Tears in her eyes, she laughed with delight.

"How 'bout that," he said.

"So you'll keep up with the exercises?"

He nodded.

"We'll set up the test with Dr. Sherman?" she asked.

"I suppose we could. Unless something else comes up. Been a busy time lately."

"We'll set up the test," she said firmly.

She shut the light out and lay close to him. Which he could sense, though not feel.

In silence, Rhyme stared at the ceiling. Just as Sachs's breathing stilled, he frowned, aware of an odd sensation trickling through his chest, where there ought to be none. At first he thought it was phantom. Then, alarmed, he wondered if it was perhaps the start of an attack of dysreflexia, or worse. But he realized that, no, this was something else entirely, something not rooted in nerve or muscle or organ. A scientist always, he analyzed the sensation empirically and noted that it was similar to what he'd felt watching Geneva Settle face down the bank's attorney. Similar too to when he was reading about Charles Singleton's mission to find justice at the Potters' Field tavern that terrible night in July so many years ago, or about his passion for civil rights.

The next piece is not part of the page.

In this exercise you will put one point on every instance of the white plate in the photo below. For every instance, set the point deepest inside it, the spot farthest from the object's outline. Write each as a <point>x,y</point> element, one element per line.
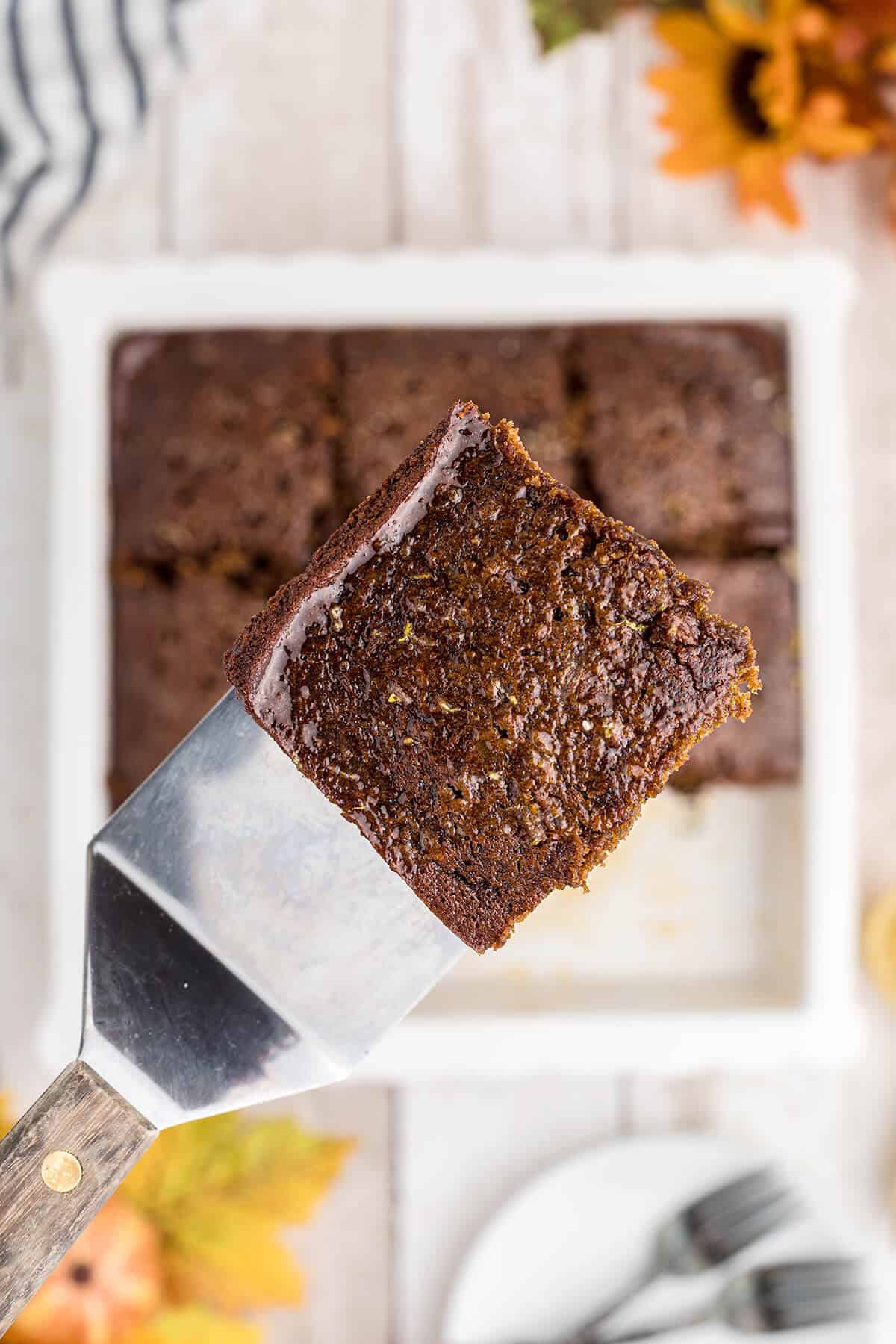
<point>575,1234</point>
<point>722,933</point>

Then, suddenly, Rhyme understood what he was feeling: It was simple pride. Just like he'd been proud of Geneva and of her ancestor, he was proud of his own accomplishment. By tackling his exercises and then tonight testing himself, Lincoln Rhyme had confronted the terrifying, the impossible. Whether he'd regained any movement or not was irrelevant; the sensation came from what he had undeniably achieved: wholeness, the same wholeness that Charles had written of. He realized that nothing else--not politicians or fellow citizens or your haywire body--could make you a three-fifths man; it was solely your decision to view yourself as a complete or partial person and to live your life accordingly.

All things considered, he supposed, this understanding was as inconsequential as the slight movement he'd regained in his hand. But that didn't matter. He thought of his profession: How a tiny flake of paint leads to a car that leads to a parking lot where a faint footprint leads to a doorway that reveals a fiber from a discarded coat with a fingerprint on the sleeve button--the one surface that the perp forgot to wipe clean.

The next day a tactical team knocks on his door.

And justice is served, a victim saved, a family reunited. All thanks to a minuscule bit of paint.